3 Replies Latest reply on May 24, 2017 8:37 AM by shawkins

    Is it possible to run query in distributed way using teiid cluster?

    kulbhushanc

      I have setup teiid cluster, host1 and host2 are two hosts in cluster

       

      If I want to run sql query on teiid in distributed way i.e. let's say I am firing sql query like

      "Select * from a_table"

      So here is it possible that some of the data for the query comes from host1 and some data from host2?

       

      I am using teiid 9.1.3 and jboss 10.0.0

       

      Thanks,

      Kulbhushan Chaskar.

        • 1. Re: Is it possible to run query in distributed way using teiid cluster?
          shawkins

          Teiid doesn't do automatic partitioning of a top level user query.  A basic assumption is that your workload will have sufficient query volume to effectively distribute load across the cluster.  Do you have a low query volume / large data volume processing scenario?

          • 2. Re: Is it possible to run query in distributed way using teiid cluster?
            kulbhushanc

            What I understood..

            If a table containing large data i.e. it's having millions of data then if I fire select * on that table then work load will be distributed in cluster, if the table containing few records then it will be executed by only one node of the cluster. am I right?

            >Do you have a low query volume / large data volume processing scenario?

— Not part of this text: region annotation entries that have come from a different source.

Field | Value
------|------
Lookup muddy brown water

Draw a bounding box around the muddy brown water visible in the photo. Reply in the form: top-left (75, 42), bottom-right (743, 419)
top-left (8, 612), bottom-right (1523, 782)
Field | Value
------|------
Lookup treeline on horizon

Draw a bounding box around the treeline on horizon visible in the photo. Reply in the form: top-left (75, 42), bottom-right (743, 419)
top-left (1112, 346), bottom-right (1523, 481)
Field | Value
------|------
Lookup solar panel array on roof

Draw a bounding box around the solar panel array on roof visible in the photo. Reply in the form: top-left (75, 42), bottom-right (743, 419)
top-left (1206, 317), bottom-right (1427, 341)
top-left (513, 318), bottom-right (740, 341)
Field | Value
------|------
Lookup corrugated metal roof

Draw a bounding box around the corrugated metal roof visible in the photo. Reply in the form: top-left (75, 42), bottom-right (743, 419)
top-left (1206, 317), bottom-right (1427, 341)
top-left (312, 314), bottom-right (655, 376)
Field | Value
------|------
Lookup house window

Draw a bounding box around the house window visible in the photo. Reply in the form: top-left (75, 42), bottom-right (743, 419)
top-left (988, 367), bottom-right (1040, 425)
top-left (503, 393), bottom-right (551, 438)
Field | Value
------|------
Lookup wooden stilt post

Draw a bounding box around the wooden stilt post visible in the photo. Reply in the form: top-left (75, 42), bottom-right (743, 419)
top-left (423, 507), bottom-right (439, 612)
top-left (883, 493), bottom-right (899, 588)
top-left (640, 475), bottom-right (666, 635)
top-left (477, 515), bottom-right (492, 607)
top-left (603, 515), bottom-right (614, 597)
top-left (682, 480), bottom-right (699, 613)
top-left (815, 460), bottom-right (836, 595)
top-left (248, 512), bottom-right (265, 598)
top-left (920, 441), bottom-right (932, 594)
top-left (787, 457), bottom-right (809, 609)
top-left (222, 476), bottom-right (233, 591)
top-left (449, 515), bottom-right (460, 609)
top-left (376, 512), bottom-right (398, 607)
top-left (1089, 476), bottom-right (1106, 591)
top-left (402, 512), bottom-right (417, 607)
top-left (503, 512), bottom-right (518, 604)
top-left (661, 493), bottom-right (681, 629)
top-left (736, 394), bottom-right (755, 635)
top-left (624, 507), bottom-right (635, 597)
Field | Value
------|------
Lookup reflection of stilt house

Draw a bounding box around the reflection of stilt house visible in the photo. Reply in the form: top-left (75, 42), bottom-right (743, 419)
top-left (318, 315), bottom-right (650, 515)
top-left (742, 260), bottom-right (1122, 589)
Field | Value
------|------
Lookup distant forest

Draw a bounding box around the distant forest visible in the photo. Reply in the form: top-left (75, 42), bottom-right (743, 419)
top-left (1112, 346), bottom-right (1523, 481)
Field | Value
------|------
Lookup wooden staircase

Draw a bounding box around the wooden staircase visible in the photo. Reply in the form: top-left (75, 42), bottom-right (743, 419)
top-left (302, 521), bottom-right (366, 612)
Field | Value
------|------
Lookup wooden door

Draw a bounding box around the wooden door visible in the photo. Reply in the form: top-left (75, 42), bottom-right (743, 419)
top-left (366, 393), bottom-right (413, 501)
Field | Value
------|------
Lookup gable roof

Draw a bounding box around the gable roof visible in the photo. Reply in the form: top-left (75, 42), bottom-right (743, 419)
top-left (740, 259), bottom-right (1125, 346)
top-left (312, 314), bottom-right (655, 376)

            I do have both scenarios.

            • 3. Re: Is it possible to run query in distributed way using teiid cluster?
              shawkins

              > am I right?

               

              No, the load of a single user query is not automatically distributed.  Depending upon the backend, there may be little value in splitting the work of just select * against a single table.  You are probably more interested in splitting the work when the Teiid layer is performing a significant amount of processing, such as multiple federated joins.  Unfortunately there is nothing built-in for that scenario. 

               

              Getting an effective distribution of work is largely based on how easily partitioned the work is - a strategy based upon that is to front your VDB with another VDB that uses partitioned union views where each branch points to a different data source that is configured to round robin connections back to the original VDB.  This introduces an additional vdb/hop in processing, but the load will be more distributed - although without precise understanding of work levels on the node, resilience, etc. that you may want.